Emotional Agility: A book review by Bob Morris

emotional-agilityEmotional Agility: Get Unstuck, Embrace Change, and Thrive in Work and Life
Susan David
Avery Publishing (September 2016)

How to loosen up, calm, down and live with more intention amidst all the distractions

Long ago I realized that I could not control everything that happens to me but that I could control how I respond to most of what happens to me. In Man’s Search for Meaning, Viktor Frankl speaks to this point when observing, “Between stimulus and response there is a space. In that space is our power to choose our response. In our response lies our growth and freedom.” In his classic work, Denial Death, Ernest Becker Ernest Becker acknowledges that no one can deny physical death but there is another death that can – and must – be denied: That which occurs when we become wholly preoccupied with fulfilling others’ expectations of us.

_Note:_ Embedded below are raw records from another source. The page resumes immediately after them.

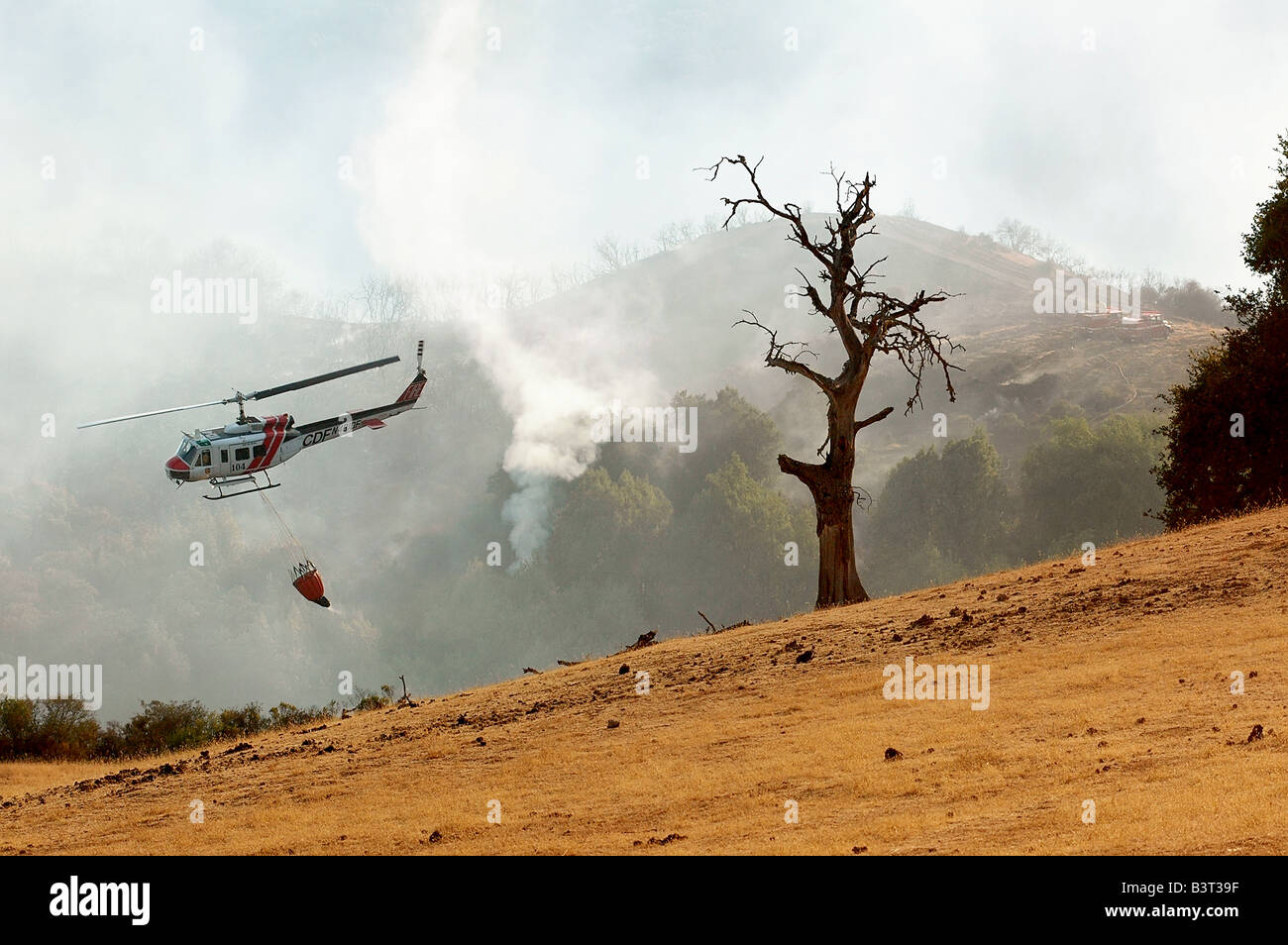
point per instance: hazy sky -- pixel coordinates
(513, 134)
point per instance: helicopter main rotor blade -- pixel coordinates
(153, 413)
(320, 378)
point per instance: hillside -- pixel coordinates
(1109, 683)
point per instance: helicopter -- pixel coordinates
(231, 458)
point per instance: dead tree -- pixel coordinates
(868, 323)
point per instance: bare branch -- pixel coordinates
(777, 356)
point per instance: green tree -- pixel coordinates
(1227, 443)
(730, 554)
(1082, 483)
(940, 516)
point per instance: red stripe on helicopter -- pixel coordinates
(274, 432)
(412, 391)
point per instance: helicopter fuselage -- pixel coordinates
(252, 445)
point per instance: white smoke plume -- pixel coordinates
(445, 191)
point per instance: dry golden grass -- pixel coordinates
(1113, 685)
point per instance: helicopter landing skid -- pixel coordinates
(240, 480)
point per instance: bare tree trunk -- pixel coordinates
(837, 574)
(831, 485)
(868, 323)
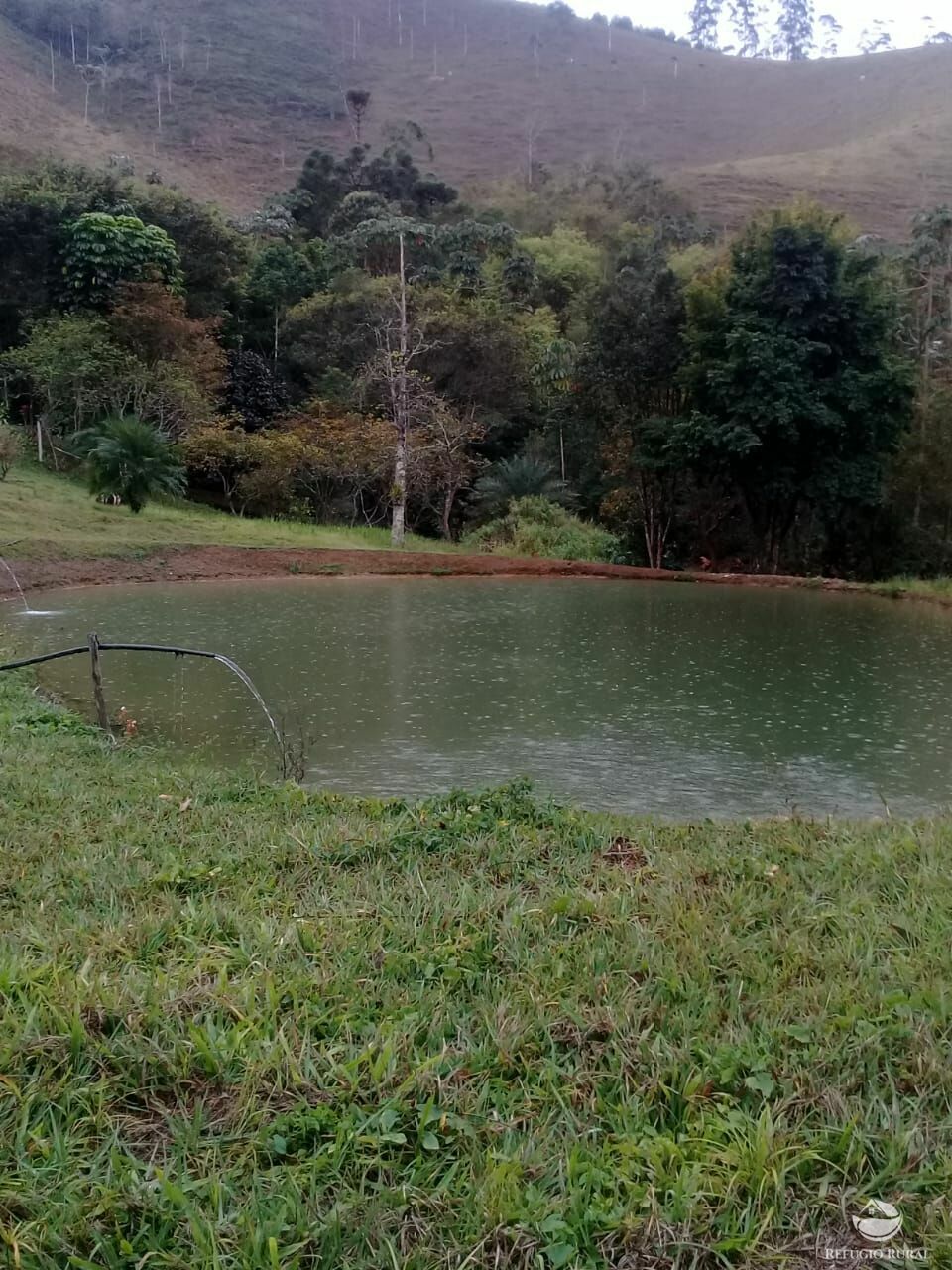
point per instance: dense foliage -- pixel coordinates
(370, 348)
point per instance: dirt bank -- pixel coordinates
(195, 564)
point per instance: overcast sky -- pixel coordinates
(905, 19)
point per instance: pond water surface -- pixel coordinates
(676, 699)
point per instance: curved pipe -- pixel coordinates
(159, 648)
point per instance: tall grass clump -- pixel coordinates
(539, 527)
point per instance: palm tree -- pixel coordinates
(128, 457)
(521, 476)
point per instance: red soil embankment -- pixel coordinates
(200, 563)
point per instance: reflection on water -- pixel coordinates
(651, 698)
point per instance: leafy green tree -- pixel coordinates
(252, 389)
(631, 382)
(72, 368)
(705, 18)
(100, 252)
(744, 14)
(794, 30)
(213, 255)
(358, 102)
(354, 209)
(281, 277)
(518, 477)
(520, 277)
(800, 390)
(127, 457)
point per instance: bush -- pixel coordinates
(539, 527)
(130, 458)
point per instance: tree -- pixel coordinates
(100, 252)
(794, 30)
(553, 376)
(73, 370)
(798, 388)
(252, 389)
(875, 37)
(281, 277)
(221, 453)
(744, 14)
(448, 458)
(358, 102)
(517, 477)
(832, 32)
(633, 390)
(127, 457)
(154, 324)
(705, 18)
(929, 273)
(408, 398)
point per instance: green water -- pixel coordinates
(649, 698)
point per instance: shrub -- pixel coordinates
(131, 460)
(539, 527)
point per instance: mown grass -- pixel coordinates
(244, 1025)
(48, 515)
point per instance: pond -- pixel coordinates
(651, 698)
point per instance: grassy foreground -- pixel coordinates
(243, 1025)
(55, 516)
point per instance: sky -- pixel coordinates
(904, 19)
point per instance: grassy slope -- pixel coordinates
(262, 84)
(53, 516)
(252, 1026)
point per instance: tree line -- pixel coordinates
(584, 358)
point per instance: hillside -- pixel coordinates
(246, 89)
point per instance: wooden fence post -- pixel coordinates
(98, 695)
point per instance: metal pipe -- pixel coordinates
(159, 648)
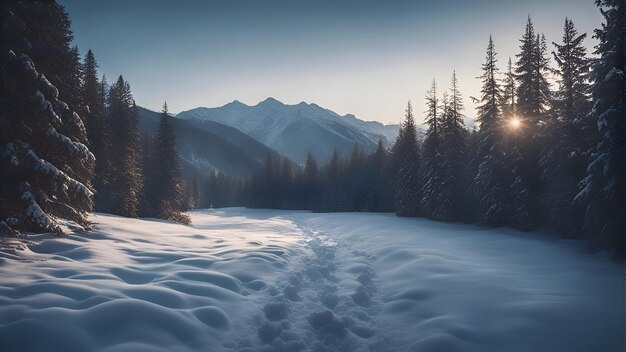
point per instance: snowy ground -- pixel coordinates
(250, 280)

I recalled Frankl’s and Becker’s insights when I came upon Susan David’s insightful observations in the first chapter: “By opening up that space between how you feel and what you do about those feelings, emotional agility has been shown to help people with any number of troubles: negative self-image, heartbreak, pain, anxiety, depression, procrastination, tough transitions, etc. But emotional agility isn’t beneficial just for people struggling with personal difficulties. It also draws on diverse disciplines in psychology that explore the characteristics of successful, thriving people, including those like Frankl, who survived great hardship and went on to do great things.”

It is important to keep in mind that David wrote this book for a wide and complex diversity of people who struggle — from time to time — with responding effectively to unexpected developments that can be either perils or opportunities, with managing effectively strong emotions that can be either depressive or liberating, and with making difficult decisions that can have either negative or positive implications and (potential) consequences. In other words, David is talking about an agile and flexible temperament that can react well to almost any human experience.

These are among the dozens of passages of greatest interest and value to me, also listed to suggest the scope of David’s extensive coverage:

o Anxiety (Pages 2-5)
o Showing Up (11-12, 65-67, 69-78, and80-85)
o Balances between challenges and competence (13-14 and 164-165)
o Hooks (17-40)
o Trying to unhook anger (48-51 and 58-62)
o Brooding/Happiness (49-54)
o Negative emotions (56-61)
o Motivations (78-79, 230-232, and 146-153)
o Perspectives (92-96)
o Work/life balance (129-130, 190-192, and 209-210)
o Choosing challenges (173-176)
o Choosing courage over comfort (180-182 and 221-223)
o Workplace decisions (192-193)
o Biases (197-201)
o Take This Job and Tweak It (211-214)
o Raising emotionally agile children (217-238)
o Autonomy (229-233)
o Compassion in parent/child relationships (236-237)

So, how to develop and nourish an agile and flexible temperament that can react well to almost any human experience? Where to begin? In the final chapter, Susan David offers ten specific suggestions. They are best considered in context, within the narrative’s frame of reference. However, I feel comfortable suggesting that all can be acted upon immediately by almost anyone. There is one “if” (a HUGE one) that must be taken into full account. Almost anyone can become a real, authentic person with others if and only if they first become a real, authentic person to themselves.

This is what Polonius has in mind when offering advice to his university-bound son, Laertes:

“This above all: to thine own self be true,
And it must follow, as the night the day,
Thou canst not then be false to any man.”

Act 1, Scene 3 of Hamlet

Good advice then…even better advice now.